In questo caso l'Europa si è fermata molto prima, a quota 5% dei volumi. Un fatto, quest'ultimo, probabilmente dovuto a una possibile mancanza di trasparenza sul quadro normativo e sui sussidi, nonché agli alti prezzi dell'energia a seguito della guerra in Ucraina.
Si può fare di più
Nonostante i progressi, Hydrogen Council e McKinsey & Company sostengono che il mondo è in ritardo rispetto agli obiettivi prefissati. Per rispettarli, sarebbe necessario un aumento di capacità produttiva di oltre venti volte quella attuale entro il 2030.
Questo dovrebbe comportare, negli anni immediatamente successivi al 2023, una cospicua iniezione di capitali da parte dei diversi Paesi del mondo e una grande revisione delle regolamentazioni oggi in gioco, per semplificare di molto i processi di costruzione dei siti produttivi - che l'Italia, con i fondi del Pnrr, mira a posizionare in luoghi industriali dismessi, come sta accadendo in Puglia.

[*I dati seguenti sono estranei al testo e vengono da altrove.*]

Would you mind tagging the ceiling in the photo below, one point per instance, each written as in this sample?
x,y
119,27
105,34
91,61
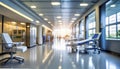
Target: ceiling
x,y
66,9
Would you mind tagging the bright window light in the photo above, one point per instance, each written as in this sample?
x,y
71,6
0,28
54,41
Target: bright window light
x,y
76,14
49,22
58,17
74,18
37,22
83,4
46,27
55,3
113,5
72,21
13,22
45,19
41,14
59,21
15,11
22,23
33,6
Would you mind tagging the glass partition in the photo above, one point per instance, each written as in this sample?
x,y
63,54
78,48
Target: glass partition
x,y
16,29
0,33
113,19
91,24
82,28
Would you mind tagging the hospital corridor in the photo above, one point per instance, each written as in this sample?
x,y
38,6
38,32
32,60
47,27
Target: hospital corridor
x,y
59,34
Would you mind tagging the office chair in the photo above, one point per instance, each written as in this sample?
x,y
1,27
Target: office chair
x,y
11,47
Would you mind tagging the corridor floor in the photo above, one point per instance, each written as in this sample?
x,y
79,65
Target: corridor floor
x,y
56,56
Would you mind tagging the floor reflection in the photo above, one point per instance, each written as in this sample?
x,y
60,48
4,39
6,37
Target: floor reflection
x,y
56,56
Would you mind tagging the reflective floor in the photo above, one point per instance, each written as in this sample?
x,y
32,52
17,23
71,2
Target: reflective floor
x,y
57,56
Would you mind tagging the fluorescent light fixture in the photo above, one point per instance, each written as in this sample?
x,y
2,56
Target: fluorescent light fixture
x,y
15,11
46,27
113,5
49,22
55,3
83,4
33,6
28,26
41,14
59,21
13,22
74,18
37,22
76,14
58,17
22,23
72,21
45,19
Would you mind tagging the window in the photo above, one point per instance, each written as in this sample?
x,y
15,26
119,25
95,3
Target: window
x,y
77,30
82,28
112,31
0,33
91,24
113,20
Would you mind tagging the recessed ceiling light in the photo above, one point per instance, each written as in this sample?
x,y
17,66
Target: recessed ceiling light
x,y
49,22
83,4
41,14
76,14
55,3
45,19
22,23
58,17
37,22
33,6
72,21
113,5
28,26
15,11
73,18
13,22
59,21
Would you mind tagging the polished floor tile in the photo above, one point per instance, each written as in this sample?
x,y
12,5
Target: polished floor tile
x,y
57,56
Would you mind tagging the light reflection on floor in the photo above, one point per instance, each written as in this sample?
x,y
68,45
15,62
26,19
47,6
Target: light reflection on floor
x,y
59,44
56,56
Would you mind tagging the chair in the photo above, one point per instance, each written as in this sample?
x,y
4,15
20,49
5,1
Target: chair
x,y
11,47
95,42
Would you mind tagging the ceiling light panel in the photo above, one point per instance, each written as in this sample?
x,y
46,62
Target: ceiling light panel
x,y
45,19
33,6
58,17
41,14
83,4
113,5
76,14
55,3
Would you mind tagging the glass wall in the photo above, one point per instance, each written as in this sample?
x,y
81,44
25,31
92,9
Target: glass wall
x,y
82,28
91,24
0,32
17,30
113,19
77,30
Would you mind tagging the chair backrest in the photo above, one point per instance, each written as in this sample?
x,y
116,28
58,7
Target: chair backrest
x,y
96,36
7,40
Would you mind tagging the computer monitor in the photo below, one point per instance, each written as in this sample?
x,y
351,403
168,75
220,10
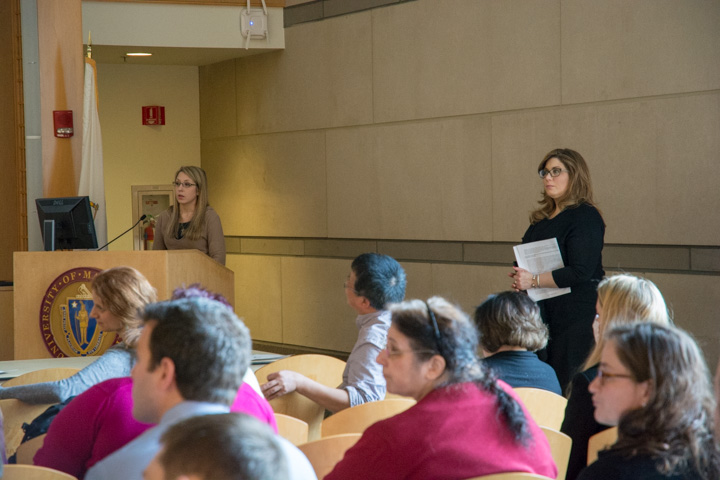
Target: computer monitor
x,y
66,223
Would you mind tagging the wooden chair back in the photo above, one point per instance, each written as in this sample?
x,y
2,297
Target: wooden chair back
x,y
291,429
321,368
39,376
26,451
325,453
600,441
31,472
546,408
560,445
511,476
357,419
16,413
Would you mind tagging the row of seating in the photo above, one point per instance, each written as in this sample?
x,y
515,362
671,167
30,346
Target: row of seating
x,y
301,421
328,439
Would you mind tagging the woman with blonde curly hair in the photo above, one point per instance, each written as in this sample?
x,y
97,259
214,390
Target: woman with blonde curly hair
x,y
119,294
190,223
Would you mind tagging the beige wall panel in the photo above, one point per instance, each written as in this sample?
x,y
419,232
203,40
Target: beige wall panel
x,y
619,49
7,324
688,169
137,154
434,58
315,310
419,280
653,164
258,295
322,79
469,285
269,185
694,300
519,143
218,115
424,180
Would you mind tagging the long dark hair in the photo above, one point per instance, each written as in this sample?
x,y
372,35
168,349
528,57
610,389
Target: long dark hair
x,y
675,427
455,339
579,189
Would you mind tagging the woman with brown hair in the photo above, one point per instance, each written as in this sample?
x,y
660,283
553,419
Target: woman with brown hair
x,y
622,300
567,213
510,331
466,423
191,223
653,384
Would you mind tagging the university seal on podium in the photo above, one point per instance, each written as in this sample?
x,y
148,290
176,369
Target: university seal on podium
x,y
66,326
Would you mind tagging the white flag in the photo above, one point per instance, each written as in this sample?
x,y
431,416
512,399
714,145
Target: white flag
x,y
92,183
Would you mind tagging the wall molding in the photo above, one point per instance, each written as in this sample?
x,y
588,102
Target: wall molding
x,y
685,259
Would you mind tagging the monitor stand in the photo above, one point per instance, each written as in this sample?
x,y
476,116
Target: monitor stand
x,y
49,235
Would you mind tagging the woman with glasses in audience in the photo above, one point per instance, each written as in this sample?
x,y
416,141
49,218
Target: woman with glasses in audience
x,y
118,293
191,223
465,423
653,384
622,299
567,213
510,332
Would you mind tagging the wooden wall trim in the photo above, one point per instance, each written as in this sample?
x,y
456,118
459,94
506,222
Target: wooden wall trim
x,y
239,3
20,168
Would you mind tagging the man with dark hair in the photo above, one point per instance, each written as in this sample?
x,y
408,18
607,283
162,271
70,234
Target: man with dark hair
x,y
374,282
191,358
230,446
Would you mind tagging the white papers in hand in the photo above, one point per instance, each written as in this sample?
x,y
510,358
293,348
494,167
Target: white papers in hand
x,y
540,257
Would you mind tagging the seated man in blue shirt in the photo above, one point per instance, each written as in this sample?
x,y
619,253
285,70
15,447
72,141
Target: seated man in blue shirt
x,y
191,358
374,281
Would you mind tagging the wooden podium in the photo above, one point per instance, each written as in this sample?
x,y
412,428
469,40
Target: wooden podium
x,y
166,270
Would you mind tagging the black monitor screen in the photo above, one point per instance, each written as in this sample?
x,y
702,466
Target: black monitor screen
x,y
66,223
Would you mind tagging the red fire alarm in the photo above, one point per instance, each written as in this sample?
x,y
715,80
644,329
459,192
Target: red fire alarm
x,y
154,115
62,122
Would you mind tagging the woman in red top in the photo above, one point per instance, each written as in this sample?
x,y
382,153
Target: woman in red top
x,y
465,423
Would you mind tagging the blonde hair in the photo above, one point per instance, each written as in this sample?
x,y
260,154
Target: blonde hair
x,y
627,299
579,189
194,230
124,292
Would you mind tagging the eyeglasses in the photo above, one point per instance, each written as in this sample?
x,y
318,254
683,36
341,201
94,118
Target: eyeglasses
x,y
603,375
554,172
396,352
347,286
433,320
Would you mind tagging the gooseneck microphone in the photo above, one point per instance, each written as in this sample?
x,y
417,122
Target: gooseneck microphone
x,y
140,220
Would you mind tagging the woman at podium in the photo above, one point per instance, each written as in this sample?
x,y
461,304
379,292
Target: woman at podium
x,y
118,294
190,223
567,213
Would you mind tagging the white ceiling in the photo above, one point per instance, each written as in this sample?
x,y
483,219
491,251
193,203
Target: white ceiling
x,y
175,34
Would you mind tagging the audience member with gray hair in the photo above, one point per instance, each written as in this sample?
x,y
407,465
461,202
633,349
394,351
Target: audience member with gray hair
x,y
192,355
510,332
227,446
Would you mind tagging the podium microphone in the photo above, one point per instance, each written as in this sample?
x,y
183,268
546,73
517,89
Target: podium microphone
x,y
140,220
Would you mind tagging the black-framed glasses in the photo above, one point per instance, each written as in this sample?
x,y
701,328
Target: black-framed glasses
x,y
554,172
603,375
396,352
433,320
347,286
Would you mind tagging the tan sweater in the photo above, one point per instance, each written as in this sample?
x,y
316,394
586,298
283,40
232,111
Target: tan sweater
x,y
211,241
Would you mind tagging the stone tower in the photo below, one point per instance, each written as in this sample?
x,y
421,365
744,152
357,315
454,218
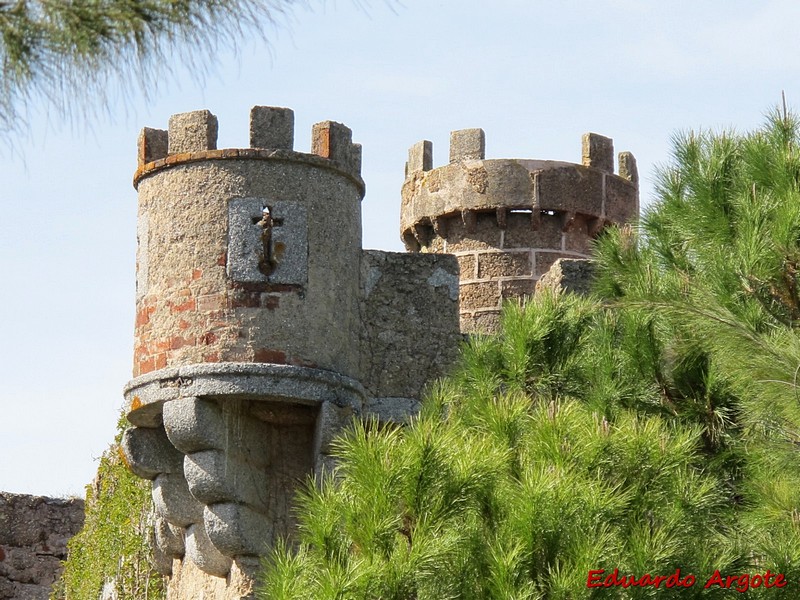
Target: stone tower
x,y
508,220
262,329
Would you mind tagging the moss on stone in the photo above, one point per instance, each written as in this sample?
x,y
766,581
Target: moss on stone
x,y
113,548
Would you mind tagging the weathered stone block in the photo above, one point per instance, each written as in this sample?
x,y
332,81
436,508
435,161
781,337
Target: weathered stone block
x,y
420,157
568,275
193,424
149,452
544,260
34,531
481,322
204,554
215,476
503,264
332,420
621,205
467,144
268,241
570,189
480,295
598,152
153,144
192,132
467,267
404,295
520,233
486,234
173,501
271,127
627,167
237,530
578,238
517,288
333,140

La nostra mappa sulle stazioni di rifornimento di idrogeno attualmente in costruzione in Italia
C'è poi un altro tema fondamentale da affrontare, quello delle (poche) stazioni di rifornimento. Parlando strettamente di mobilità, infatti, McKinsey ha stimato che oggi nel mondo ci sono poco più di 1.000 impianti di rifornimento effettivamente attivi: un numero basso se paragonato alle innumerevoli possibilità che potrebbe offrire nei prossimi anni questo carburante - anche in questo caso l'Italia è piuttosto avanti, dopo aver illustrato pochi mesi fa il piano di implementazione di una rete capillare di stazioni di rifornimento basato sulle direttive europee della strategia Fit for 55.
Come in questo caso, infatti, allargando il discorso a tutto il nostro Continente, le nuove pompe di rifornimento dovrebbero sorgere in territori che possono avvalersi di criteri premianti per vincere i fondi governativi. Tra questi la vicinanza a una Hydrogen Valley, oppure la vicinanza a un corridoio commerciale TEN-T.
Obiettivo 2030
In conclusione, dai numeri analizzati da McKinsey per Hydrogen Council, appare chiaro che il mondo si sta muovendo bene per riuscire a far diventare l'idrogeno un carburante alla portata di tutti, ma non abbastanza in fretta.
Per rientrare negli obiettivi di zero emissioni fissati al 2050, di cui abbiamo parlato anche in questo caso più volte, è necessario prima di tutto aumentare la capacità produttiva della nuova sostanza – Hydrogen Council stima di più di 200 volte rispetto a oggi.